Cotton farmers have pocketed more than $30 million since the beginning of the cotton marketing season in the second week of May, and deliveries of the white gold have since exceeded the 54 000 metric tonnes that were purchased during last year’s marketing season, the Cotton Company of Zimbabwe (Cottco) has said.
The marketing season, however, is still ongoing.
While cotton production bottomed out to 25 000 MT in 2015, Government support, through the provision of free inputs, has resulted in increased output over the past three years.
Distribution of free inputs for the 2018-2019 summer cropping season through the Presidential Inputs Scheme has already begun.
Cottco acting managing director Mr Pious Manamike told The Sunday Mail last week that the parastatal was paying $40 cash per bale, while the remainder was paid out through mobile money platforms.

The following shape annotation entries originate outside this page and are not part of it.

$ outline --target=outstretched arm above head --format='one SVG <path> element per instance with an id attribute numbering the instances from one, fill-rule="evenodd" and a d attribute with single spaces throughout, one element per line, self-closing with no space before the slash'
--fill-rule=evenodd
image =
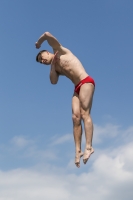
<path id="1" fill-rule="evenodd" d="M 51 64 L 51 70 L 50 70 L 50 81 L 52 84 L 56 84 L 59 79 L 59 73 L 56 72 L 55 66 L 54 66 L 54 59 Z"/>
<path id="2" fill-rule="evenodd" d="M 61 44 L 58 42 L 58 40 L 49 32 L 45 32 L 44 34 L 41 35 L 41 37 L 38 39 L 36 42 L 36 48 L 39 49 L 41 47 L 41 44 L 47 40 L 48 44 L 53 48 L 53 49 L 58 49 L 60 48 Z"/>

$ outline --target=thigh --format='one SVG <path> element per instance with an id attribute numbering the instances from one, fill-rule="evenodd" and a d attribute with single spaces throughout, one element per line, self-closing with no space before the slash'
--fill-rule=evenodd
<path id="1" fill-rule="evenodd" d="M 95 87 L 92 83 L 85 83 L 80 88 L 79 100 L 81 109 L 89 111 L 89 113 L 91 111 L 94 90 Z"/>
<path id="2" fill-rule="evenodd" d="M 76 92 L 73 94 L 72 97 L 72 114 L 80 117 L 80 100 Z"/>

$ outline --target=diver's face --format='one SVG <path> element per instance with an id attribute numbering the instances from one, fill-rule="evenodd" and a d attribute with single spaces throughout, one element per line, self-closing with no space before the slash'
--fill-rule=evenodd
<path id="1" fill-rule="evenodd" d="M 45 65 L 51 64 L 51 56 L 48 51 L 44 51 L 39 56 L 39 62 Z"/>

Government recently increased cotton prices to US33 cents for the lowest grade to US40 cents for highest grade cotton.
“To date, Cottco has exceeded last year’s volume of 54 000MT and buying is still going on,” he said.

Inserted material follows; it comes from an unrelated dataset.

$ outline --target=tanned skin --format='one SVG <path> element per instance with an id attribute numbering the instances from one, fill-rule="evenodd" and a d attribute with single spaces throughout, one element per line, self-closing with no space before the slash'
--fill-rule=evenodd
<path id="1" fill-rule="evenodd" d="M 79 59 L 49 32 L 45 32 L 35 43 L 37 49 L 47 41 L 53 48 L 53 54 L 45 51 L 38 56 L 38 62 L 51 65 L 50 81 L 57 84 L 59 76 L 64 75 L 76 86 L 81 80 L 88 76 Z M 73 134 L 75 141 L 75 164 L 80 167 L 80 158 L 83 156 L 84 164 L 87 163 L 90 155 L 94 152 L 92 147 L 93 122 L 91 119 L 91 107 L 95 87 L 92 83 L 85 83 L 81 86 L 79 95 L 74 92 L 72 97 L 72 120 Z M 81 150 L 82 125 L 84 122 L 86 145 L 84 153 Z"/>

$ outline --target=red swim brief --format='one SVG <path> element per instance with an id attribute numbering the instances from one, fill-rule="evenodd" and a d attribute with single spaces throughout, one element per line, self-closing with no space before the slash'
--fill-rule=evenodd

“We are paying $40 cash (bond) per bale and the rest is paid through the mobile e-wallet platforms.”
More than $30 million, he said, has since been paid to farmers.
Last year, Government, through Cottco, supported close to 400 000 small-scale farmers under the Presidential Inputs Scheme.

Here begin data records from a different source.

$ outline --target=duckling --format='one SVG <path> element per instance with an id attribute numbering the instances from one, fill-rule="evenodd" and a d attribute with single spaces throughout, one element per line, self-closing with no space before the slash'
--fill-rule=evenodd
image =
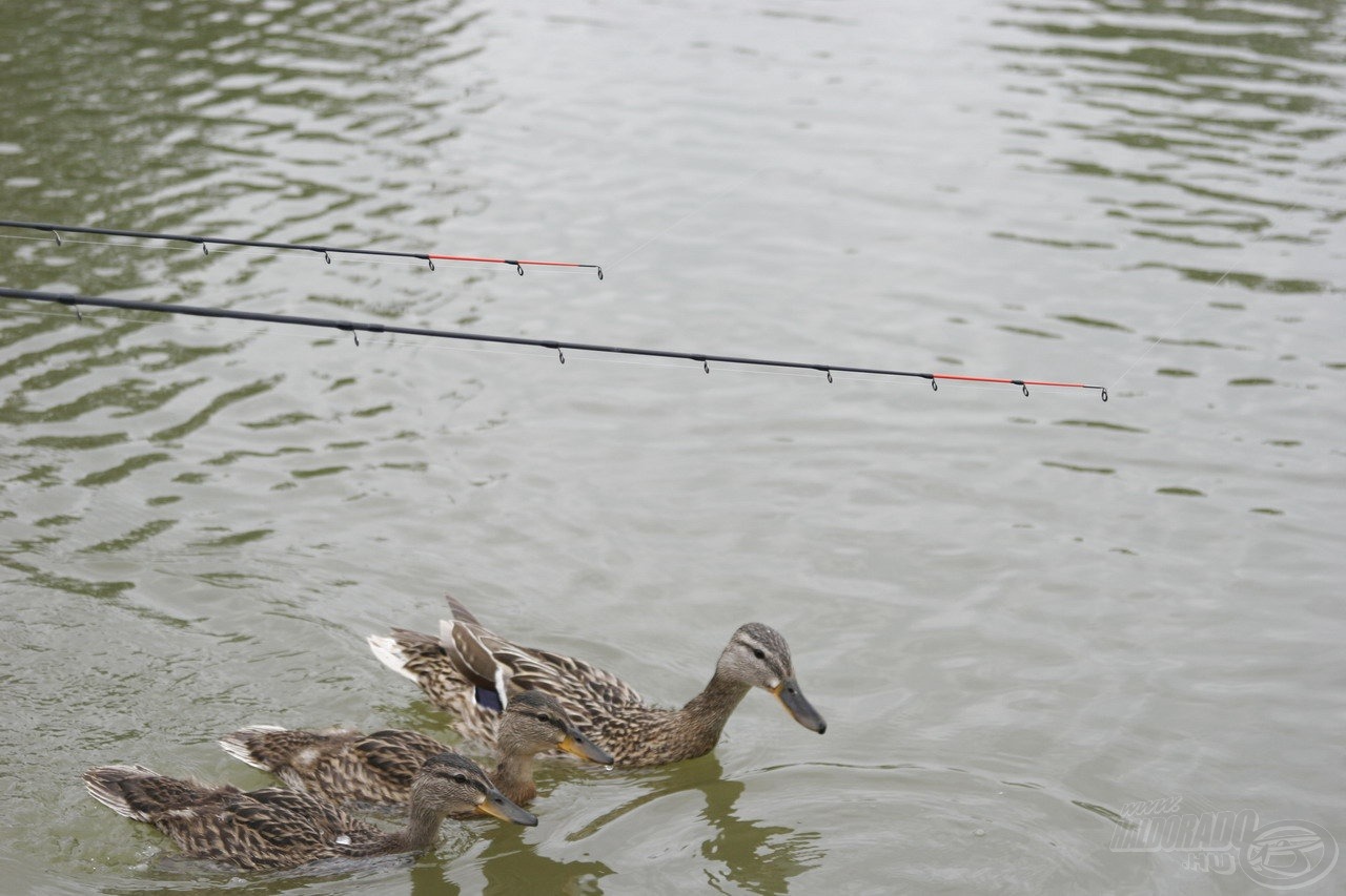
<path id="1" fill-rule="evenodd" d="M 153 825 L 187 856 L 246 870 L 419 852 L 435 842 L 440 822 L 451 813 L 537 823 L 536 815 L 491 786 L 476 763 L 451 752 L 421 766 L 411 787 L 409 825 L 397 831 L 384 831 L 316 796 L 283 787 L 244 792 L 229 784 L 156 775 L 143 766 L 90 768 L 83 780 L 100 803 Z"/>
<path id="2" fill-rule="evenodd" d="M 521 647 L 481 624 L 448 597 L 452 620 L 440 635 L 394 628 L 369 636 L 385 666 L 420 685 L 455 716 L 464 737 L 495 743 L 495 720 L 521 692 L 553 696 L 580 732 L 603 744 L 616 766 L 661 766 L 703 756 L 720 740 L 730 714 L 755 687 L 773 693 L 797 722 L 824 733 L 826 722 L 800 690 L 790 647 L 762 623 L 740 626 L 715 665 L 715 675 L 681 709 L 661 709 L 616 675 L 545 650 Z"/>
<path id="3" fill-rule="evenodd" d="M 591 763 L 612 757 L 575 729 L 555 698 L 534 690 L 509 701 L 497 731 L 498 764 L 491 782 L 505 796 L 526 806 L 537 796 L 533 759 L 563 749 Z M 334 803 L 405 803 L 416 771 L 448 749 L 415 731 L 289 731 L 253 725 L 219 740 L 230 756 L 277 775 L 288 787 Z"/>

The inputs package is usually made up of 8 000 tonnes of seed, 40 000 tonnes of basal fertiliser and 20 000 tonnes of top dressing fertiliser.
Farmers are also given chemicals.
The support facility has been running for the past three years and last year, output rose to 74 000 tonnes.
Production is forecast to continue rising as focus is now on increasing yields and productivity by each farmer.
Mr Manamike said: “The sector is responding positively and since the start of the programme in the 2015-2016 season, we are on a positive trajectory as volumes of the national production continue on an upward trend annually. The volumes will continue to grow as we focus on yields and productivity by each farmer.
“Government, through the Ministry of Lands, Agriculture and Rural Resettlement, has already launched the 2018-2019 Presidential Inputs Scheme and we have started disbursing those inputs.”
The fall in local cotton production, which is considered to be Zimbabwe’s second-largest cash crop, has negatively impacted industries in the cotton value chain, including the local clothing sector.
However, the industry continues to be affected by side-marketing of the crop.